Juliette NOTHOMB, Mémoires d’une jument, Lattès, coll. « Bestial », 2024, 175 p., 19 € / ePub : 13,99 €, ISBN : 978–2‑7096–7438‑6
Où Juliette Nothomb prête sa plume à Rossinante, la monture de l’Ingénieux Hidalgo Don Quichotte de la Mancha, chevalier de la Triste Figure imaginé par le grand écrivain espagnol Miguel de Cervantès y Saavedra.
Cavalière que l’on devine éprise des chevaux, Juliette Nothomb donne à la noble haquenée la place qu’elle aurait méritée dans les livres d’histoire littéraire et au-delà. C’est ainsi que dans le Livre premier, Rossinante narre avec force détails sa naissance, un 17 janvier 1585, dans une ferme misérable de la campagne aride et désolée d’Espagne. Elle subit les quolibets de son maître qui la baptise du pitoyable sobriquet de « La Roja » à cause de sa « robe alezane tirant vers un rouge légèrement sale ». En grandissant, elle découvre le sort réservé à sa mère, une destinée de durs labeurs aux champs. Elle-même devra y consentir sous les coups du fermier, stupide et surtout cruel, comme bien des humains à ses yeux équins. Elle expérimente et analyse avec philosophie « la sombre expérience de l’ascendant humain » qu’elle qualifie au bout du compte de « race inférieure ». Ses seules consolations : la présence de sa mère, son maigre picotin et les rayons du soleil en qui elle voit une présence tutélaire. Au passage, l’autrice belge s’amuse de quelques jeux de mots de son cru comme « il semblerait que ma personne ait son mot à hennir », « hennissons-en », « des histoires de bonne jument », etc. Le langage de son héroïne est aussi châtié, enrichi d’un vocabulaire précieux, humant bon les mots d’une époque passée comme sinople, postprandiale, muserolle, maravédis, billarder, paturon, ribouler, esculent, notonecte, pour n’en citer que quelques-uns. Ils sont autant d’éléments d’un style qui fait écho à celui du roman de Cervantès.
Le Livre second reprend aussi la mode de l’époque consistant à démarrer chaque chapitre par un résumé du passage à venir introduit systématiquement par ‘où’. C’est ainsi que le premier chapitre annonce « Où l’on voit comment je devins un roussin ». Et ce n’est pas peu dire. Épuisée par les tâches serviles subies, les coups et les privations, ainsi que les gestes cruels de son maître, Rossinante raconte comment sa vie a basculé le jour où un « filiforme nobliau » l’a rachetée pour une somme folle au fermier qui voulait s’en débarrasser.

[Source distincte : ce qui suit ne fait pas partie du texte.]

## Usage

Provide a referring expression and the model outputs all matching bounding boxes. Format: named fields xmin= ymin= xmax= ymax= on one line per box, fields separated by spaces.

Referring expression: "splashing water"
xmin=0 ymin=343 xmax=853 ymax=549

Juliette Nothomb épouse la philosophie prêtée par l’écrivain espagnol à Don Quichotte, lequel s’est créé un monde idéal, nourri de ses multiples lectures de romans médiévaux et chevaleresques. Il magnifie tout ce qu’il croise, s’inventant un monde idéalisé qui corresponde à ses rêves de grandeur. Sa monture comprise qui embraie : « Je fus à la fois ennobli et anobli (…), je me sentais demi-dieu, rien de moins. » « Ennobli et anobli » au masculin ? En effet : sous le regard admiratif de son chevalier, Rossinante se métamorphose de jument rosse en pur-sang, acceptant une mutation de genre qui fait de la narratrice le premier trans équin de l’histoire littéraire. Et celui qui est devenu son héros est devenu son mentor. Le destrier en épouse les idéaux et les convictions qu’il partage sans réserve par amour et loyauté. Il le suit dans toutes ses aventures, des plus incongrues aux plus rocambolesques.
L’originalité du roman Mémoires d’une jument est de revisiter les épisodes les plus significatifs du roman picaresque mondialement connu selon le point de vue de la monture, passablement anthropomorphisée au passage. On pense notamment au combat contre des géants qui ne sont que de banals moulins à vent. À ceux et celles qui ont vu dans le chevalier à la triste figure un être atteint de douce folie, mort de ses élucubrations, incompris de tous et de toutes, Juliette Nothomb, par le hennissement de son héroïne devenue héros, oppose une autre approche du chevalier légendaire dans lequel elle diagnostique une personnalité hypersensible, comme on dirait aujourd’hui, refusant un monde pétri d’injustices et de malheurs.